Five steps, a few seconds each.

  1. Sign in and create an API key. Open contextrepo.com/dashboard and generate an API key with the scopes you need (for example prompts.read, documents.read, collections.read). Keys start with gm_.
  2. Pick your client. Visit contextrepo.com/mcp-server and pick Cursor (one-click deeplink), Claude Desktop (one-click install badge), VS Code, Windsurf, Factory, Amp, or OpenAI.
  3. Install the MCP server. For Cursor, click the install badge and Cursor opens with the MCP config pre-populated. For Claude Desktop or other stdio clients, install the npm package context-repo-mcp and add a short JSON config entry with your API key.
  4. Verify tool discovery. From the client, list the available MCP tools. You should see all 28, including search_prompts, read_prompt, create_prompt, find_items, deep_search, deep_read, and deep_expand. The server identifies as mcp-typescript server on vercel v0.1.0.
  5. Make your first call. Ask the client to find_items for something you have already saved.

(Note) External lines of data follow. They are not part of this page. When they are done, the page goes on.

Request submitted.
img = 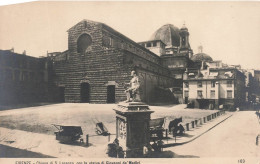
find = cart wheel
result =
[95,129,102,135]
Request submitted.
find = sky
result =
[0,1,260,69]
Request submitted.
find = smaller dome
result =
[191,53,213,62]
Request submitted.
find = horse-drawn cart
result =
[52,124,83,143]
[149,118,165,140]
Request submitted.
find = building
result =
[0,49,50,105]
[0,20,248,108]
[49,20,181,103]
[183,59,246,110]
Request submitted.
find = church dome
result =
[150,24,180,47]
[191,52,213,62]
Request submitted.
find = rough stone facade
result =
[50,20,174,103]
[0,50,49,105]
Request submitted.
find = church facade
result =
[0,20,197,103]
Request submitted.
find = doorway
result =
[58,87,65,102]
[80,83,90,103]
[107,85,116,103]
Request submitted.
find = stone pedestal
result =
[114,102,153,158]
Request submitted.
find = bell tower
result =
[179,23,193,57]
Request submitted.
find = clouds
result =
[0,2,260,69]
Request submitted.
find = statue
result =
[125,71,141,102]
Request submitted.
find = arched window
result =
[77,34,92,53]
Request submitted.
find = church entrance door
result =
[107,85,116,103]
[80,83,90,103]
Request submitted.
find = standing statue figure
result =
[125,71,141,102]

The client routes the call through the MCP server, which returns matching items with titles, IDs, and short highlights rendered as clickable cards.

That is the entire setup. No exporting, no importing, no copy-paste.

Honest notes on the rough edges

A few things worth knowing before you build a workflow on top of this:

  • initialize and tools/list are unauthenticated by design. MCP host discovery probes need to complete without a credential. Mutations and reads of your actual content still require auth.
  • Older MCP clients sometimes only speak SSE. Context Repo's server supports both streamable HTTP and the older SSE path via Accept-header negotiation, so older clients keep working.
  • Rate limits apply to MCP calls. The same Upstash Redis sliding window that paces the REST API also paces MCP. The shared default is 100 requests per minute per API key for writes, 120 per minute for reads. Watch the X-RateLimit-Remaining header if you are driving the server hard from an agent loop.
  • The npm package context-repo-mcp is a thin client wrapper for stdio hosts (Claude Desktop, IDE plugins that prefer subprocess MCP). It proxies stdio JSON-RPC calls to the hosted streamable-HTTP server. The hosted server at https://contextrepo.com/mcp is the source of truth.

Why this matters

For Context Repo, the MCP server is what lets a prompt you wrote in the dashboard appear in your Cursor IDE three minutes later, with no glue code written by you. The integration is structural, not bespoke. We built this for people and agents, not just engineers.

For the broader AI ecosystem, MCP is doing the same thing HTTP did for APIs and OAuth did for sign-in. It collapses the integration surface so the interesting work can move up the stack.